Trigger on ContextMenu.IsOpen in XAML

Question

Hello. Here's what I'm trying to do:

 <Style x:Key="TreeViewItemStyle">
            <Setter Property="TreeViewItem.ContextMenu" Value="{StaticResource ContextMenu}" />
            <Style.Triggers>
                <Trigger Property="TreeViewItem.ContextMenu.IsOpen" Value="True">
                    <Setter Property="TreeViewItem.BitmapEffect">
                        <Setter.Value>
                            <OuterGlowBitmapEffect GlowColor="Yellow" GlowSize="2"/>
                        </Setter.Value>
                    </Setter>
                </Trigger>
        </Style> 

But it is obviously not working because Property="TreeViewItem.ContextMenu.IsOpen" is not recognized. Any suggestions to what I need to change?

Answer 1

You can bind to the IsOpened property of the context menu using a DataTrigger:

<DataTrigger Binding="{Binding ContextMenu.IsOpen, RelativeSource={RelativeSource Self}}" Value="True">
    <Setter Property="Background" Value="Green"/>
</DataTrigger>

Unfortunately, since all of the items in TreeView share the same ContextMenu, that will highlight all of them at once. There doesn't seem to be a property that lets you find out which FrameworkElement opened the ContextMenu.

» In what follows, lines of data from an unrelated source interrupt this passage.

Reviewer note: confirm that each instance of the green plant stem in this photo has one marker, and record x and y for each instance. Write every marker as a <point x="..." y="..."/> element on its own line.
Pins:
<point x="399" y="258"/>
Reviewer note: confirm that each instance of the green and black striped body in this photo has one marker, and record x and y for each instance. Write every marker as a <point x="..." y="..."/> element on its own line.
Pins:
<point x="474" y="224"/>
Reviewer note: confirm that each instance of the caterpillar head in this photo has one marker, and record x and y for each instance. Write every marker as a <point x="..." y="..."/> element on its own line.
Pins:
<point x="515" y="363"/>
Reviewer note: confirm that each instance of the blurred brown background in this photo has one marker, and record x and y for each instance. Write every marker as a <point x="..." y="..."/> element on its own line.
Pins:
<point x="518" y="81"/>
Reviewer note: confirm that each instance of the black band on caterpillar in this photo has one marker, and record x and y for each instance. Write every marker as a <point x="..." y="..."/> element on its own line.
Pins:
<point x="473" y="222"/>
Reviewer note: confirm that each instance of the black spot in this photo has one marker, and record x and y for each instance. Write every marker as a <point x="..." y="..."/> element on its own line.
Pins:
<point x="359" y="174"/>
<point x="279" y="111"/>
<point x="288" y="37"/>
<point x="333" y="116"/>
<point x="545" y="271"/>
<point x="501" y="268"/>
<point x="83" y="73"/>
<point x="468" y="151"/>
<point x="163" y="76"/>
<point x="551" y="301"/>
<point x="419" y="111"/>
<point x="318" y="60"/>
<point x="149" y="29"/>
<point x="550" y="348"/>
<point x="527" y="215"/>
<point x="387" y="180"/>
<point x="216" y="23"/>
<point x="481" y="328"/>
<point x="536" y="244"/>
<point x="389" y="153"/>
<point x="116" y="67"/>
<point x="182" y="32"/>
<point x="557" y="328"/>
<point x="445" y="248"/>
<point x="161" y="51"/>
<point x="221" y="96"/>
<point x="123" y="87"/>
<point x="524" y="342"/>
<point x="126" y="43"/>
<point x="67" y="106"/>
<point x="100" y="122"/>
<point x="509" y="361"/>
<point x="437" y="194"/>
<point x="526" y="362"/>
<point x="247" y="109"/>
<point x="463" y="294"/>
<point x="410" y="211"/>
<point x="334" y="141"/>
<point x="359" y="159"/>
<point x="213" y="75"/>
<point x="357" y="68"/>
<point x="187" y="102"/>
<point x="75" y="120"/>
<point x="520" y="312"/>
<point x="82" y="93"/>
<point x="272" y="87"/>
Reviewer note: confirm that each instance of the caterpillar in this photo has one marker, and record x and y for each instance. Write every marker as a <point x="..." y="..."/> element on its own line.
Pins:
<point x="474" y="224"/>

You could handle the ContextMenuOpening and ContextMenuClosing events on the TreeViewItem, since those will bubble up from the control that handled the click and pass through the right TreeViewItem. If you want to do it in XAML, you could use an EventTrigger to start a one-frame animation that changes your property. The cleanest option may be to write an attached behavior that handles the ContextMenuOpening and ContextMenuClosing events and sets an attached property to true when the context menu is open.